For the following models, ${Z_t}$ is a whitenoise process with ${Z_t}$ ~ $WN(0, \sigma^2)$.
I am given the following set of $n=5$ data points:
$$-0.93, -0.89, -0.63, -0.38, 0.76$$
and I am trying to forecast the 6th data point.
The models are:
$$AR(1): X_t = 0.9X_{t-1} + Z_t$$
$$ARMA(1,1): X_t = 0.3X_{t-1} + Z_t – Z_{t-1}$$
$$ARMA(2,1): X_t = 0.1X_{t-1} – 0.5X_{t-2} + Z_t + Z_{t-1}$$
I think I can compute the forecast for the $AR(1)$ process: the best linear predictor is $P_nX_{n+1} = a_n^{'}X_n = \phi X_n$, so the 6th data point $\hat{X}_6 = 0.9*0.76$
For the $ARMA(1,1)$ model, using the recursions of the innovations algorithm, I get $\hat{X}_{n+1} = \phi X_n + \theta_{n1}(X_n – \hat{X}_n)$, but do I have to recursively find the estimates for each data point?

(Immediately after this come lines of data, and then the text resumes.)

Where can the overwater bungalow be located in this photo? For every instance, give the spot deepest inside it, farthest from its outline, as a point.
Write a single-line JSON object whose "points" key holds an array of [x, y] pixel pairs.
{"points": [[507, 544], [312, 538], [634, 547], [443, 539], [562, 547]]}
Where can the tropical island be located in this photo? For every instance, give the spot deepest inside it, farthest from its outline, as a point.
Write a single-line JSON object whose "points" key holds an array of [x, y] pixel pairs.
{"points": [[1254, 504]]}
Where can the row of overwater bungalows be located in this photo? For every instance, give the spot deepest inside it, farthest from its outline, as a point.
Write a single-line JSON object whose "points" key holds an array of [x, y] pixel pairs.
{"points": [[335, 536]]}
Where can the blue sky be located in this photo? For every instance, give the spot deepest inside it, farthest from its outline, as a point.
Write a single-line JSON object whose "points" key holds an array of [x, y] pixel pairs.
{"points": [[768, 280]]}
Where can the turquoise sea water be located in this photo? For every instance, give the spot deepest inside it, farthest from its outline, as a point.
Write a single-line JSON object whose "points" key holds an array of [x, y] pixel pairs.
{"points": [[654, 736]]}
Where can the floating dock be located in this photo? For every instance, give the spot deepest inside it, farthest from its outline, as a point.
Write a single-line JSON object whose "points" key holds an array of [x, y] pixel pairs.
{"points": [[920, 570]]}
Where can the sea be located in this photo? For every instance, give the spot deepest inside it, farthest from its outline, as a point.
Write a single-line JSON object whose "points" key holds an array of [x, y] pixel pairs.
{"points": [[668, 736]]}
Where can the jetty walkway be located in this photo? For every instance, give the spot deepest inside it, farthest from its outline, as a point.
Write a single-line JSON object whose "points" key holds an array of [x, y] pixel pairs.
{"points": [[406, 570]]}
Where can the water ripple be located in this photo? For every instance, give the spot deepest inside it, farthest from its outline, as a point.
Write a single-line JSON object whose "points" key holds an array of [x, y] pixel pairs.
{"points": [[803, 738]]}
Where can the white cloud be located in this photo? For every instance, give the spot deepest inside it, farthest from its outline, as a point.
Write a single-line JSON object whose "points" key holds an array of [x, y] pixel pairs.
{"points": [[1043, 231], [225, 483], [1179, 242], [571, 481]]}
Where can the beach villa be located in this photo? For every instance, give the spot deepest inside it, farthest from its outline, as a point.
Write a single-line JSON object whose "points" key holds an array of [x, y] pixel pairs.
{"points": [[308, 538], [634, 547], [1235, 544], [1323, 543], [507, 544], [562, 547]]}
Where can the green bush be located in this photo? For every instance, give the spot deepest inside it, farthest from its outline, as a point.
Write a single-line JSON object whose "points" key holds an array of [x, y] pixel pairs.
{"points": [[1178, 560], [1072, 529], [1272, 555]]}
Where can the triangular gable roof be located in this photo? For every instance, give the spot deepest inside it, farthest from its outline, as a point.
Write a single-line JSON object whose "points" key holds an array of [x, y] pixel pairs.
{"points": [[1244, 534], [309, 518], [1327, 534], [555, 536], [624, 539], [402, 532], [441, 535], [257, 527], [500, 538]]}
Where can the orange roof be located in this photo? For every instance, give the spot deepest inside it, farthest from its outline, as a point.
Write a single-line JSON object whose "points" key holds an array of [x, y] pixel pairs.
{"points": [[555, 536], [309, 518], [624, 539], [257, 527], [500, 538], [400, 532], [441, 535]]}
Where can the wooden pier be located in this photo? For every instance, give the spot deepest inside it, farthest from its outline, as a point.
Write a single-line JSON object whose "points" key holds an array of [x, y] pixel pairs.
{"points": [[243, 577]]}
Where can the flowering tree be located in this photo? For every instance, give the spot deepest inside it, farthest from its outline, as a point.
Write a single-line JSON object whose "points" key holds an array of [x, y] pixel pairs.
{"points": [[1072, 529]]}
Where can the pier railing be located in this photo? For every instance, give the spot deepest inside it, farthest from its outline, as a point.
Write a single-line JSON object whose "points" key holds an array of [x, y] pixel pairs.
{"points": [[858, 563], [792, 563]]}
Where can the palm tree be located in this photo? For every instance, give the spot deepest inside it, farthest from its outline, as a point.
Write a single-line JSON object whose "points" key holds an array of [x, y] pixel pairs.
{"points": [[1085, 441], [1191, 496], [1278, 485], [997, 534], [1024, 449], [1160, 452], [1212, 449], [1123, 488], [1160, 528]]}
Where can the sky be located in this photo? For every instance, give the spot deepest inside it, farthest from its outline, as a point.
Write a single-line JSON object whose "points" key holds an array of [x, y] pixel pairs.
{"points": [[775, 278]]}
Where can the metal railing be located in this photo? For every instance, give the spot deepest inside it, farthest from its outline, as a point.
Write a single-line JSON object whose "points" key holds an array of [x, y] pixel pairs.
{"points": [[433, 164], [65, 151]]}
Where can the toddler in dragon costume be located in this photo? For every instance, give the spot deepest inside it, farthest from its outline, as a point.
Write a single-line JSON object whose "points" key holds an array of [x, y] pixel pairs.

Also, how do I find out what the prediction for $\hat{X}_1$ is?
Best Answer
Yes, you do need to work recursively, plugging in previous values. First you plug in $X_t$, and when these are not available any more, you plug in the point predictions.
To get the innovations, you are right that you need the first fitted value. There is no "right" way to get this. Some people (and some software) estimate the initial fits via maximum likelihood, others use heuristics and use, e.g., the first actual observation, or a heuristically smoothed value.
If this is self-study, do whatever your instructor suggested. If you are trying to recreate something your software did, you will need to find out how it fits these initial values. This is often not very well documented.